Solutions¶
- Table of contents
- Solutions
Technical challenges¶
Integrating plots and specimens¶
- Enter specimen as species count with abundance = 1 and plot size = coordinates precision?
- Flag species counts and specimens as different types of data
- Dealing with rélevés from TurboVeg
Obtaining data from each databank¶
- Very few databanks have a unified, exportable format
- Even fewer databanks have a web service
- Some databanks require a login or a request form to access data
Merging widely varying formats of data¶
- Common formats: XML, CSV, HTML tables, map images
- We really want access to the actual database behind each databank, so that we can directly extract the information it's storing, but this may be difficult to obtain
- Each data source will need a potentially complex script to convert it to the main BIEN 3 format
- The BIEN 3 format will need to be very complex to contain all the data in existing data formats
- A one-time export from each databank is not enough if we want to capture future changes to the databanks
Creating a user interface that has the features of existing databanks but uses the BIEN 3 schema¶
- Existing UIs are tied to their associated schemas and couldn't easily be re-used unless the BIEN 3 schema is very similar
- This would make it difficult to build off of e.g.
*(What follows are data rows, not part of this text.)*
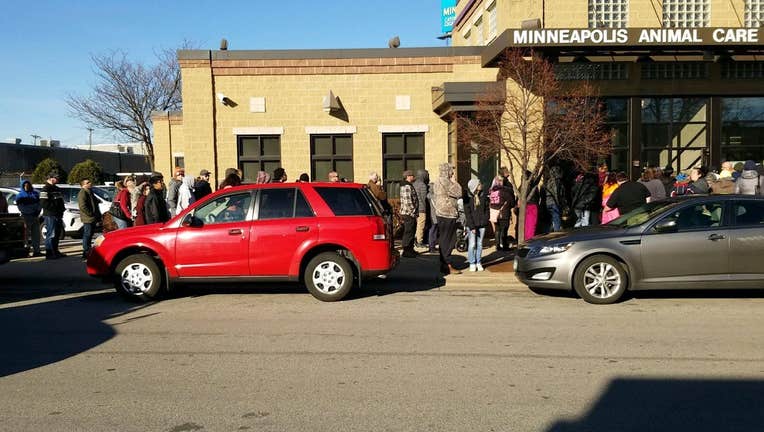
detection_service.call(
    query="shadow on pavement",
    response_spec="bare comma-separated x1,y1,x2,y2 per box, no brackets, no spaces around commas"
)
548,378,764,432
0,292,154,377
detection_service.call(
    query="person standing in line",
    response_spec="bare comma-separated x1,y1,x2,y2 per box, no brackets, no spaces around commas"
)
175,175,196,215
398,170,419,258
414,169,430,248
16,180,42,257
730,160,764,195
77,179,101,259
464,179,489,271
255,171,271,184
135,182,151,226
271,167,287,183
571,170,597,228
432,163,462,274
602,172,620,224
40,171,66,259
144,175,170,225
605,171,650,215
194,169,212,201
166,167,186,217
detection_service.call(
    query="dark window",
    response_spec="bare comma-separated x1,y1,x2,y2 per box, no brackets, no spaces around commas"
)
721,97,764,162
732,201,764,226
257,188,314,220
382,133,424,198
316,187,377,216
237,135,281,183
641,98,709,171
310,135,353,181
194,192,252,225
667,201,724,232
VegBank unless we build the schema off of VegBank, too
- Alternative is to create a UI from scratch, which will take much longer to duplicate all the features in existing databanks
Supporting normalized and denormalized data needs¶
- If BIEN 3 database is highly normalized, denormalized views would need to be maintained for common selections and projections of data for CSVs
- If BIEN 3 database is denormalized, data would be more difficult to store, maintain, and update
Database¶
- Modifications to VegBank to get VegBIEN
- db will be Postgres
- UI will be Django?
- One row per observation
- Each scientist deletes the rows and columns they're not interested in
- select: which rows
- project: which columns
- Validate all taxonomic info with TNRS
- Differentiate between individual specimen locations and aggregate species abundances in a plot
- But could enter an ecological inventory (say, a count of plants of a particular species in a plot) as a specimen with a quantity, and enter an individual specimen with a quantity of one
- Include tables for species traits and the taxonomic hierarchy
Hierarchical, normalized tables¶
- similar to VegBank entity relationship diagram
- several dozen tables
- "BIEN3 should be a highly normalized database more similar to the vegBank" (e-mail from Brad Boyle on 2011-10-17)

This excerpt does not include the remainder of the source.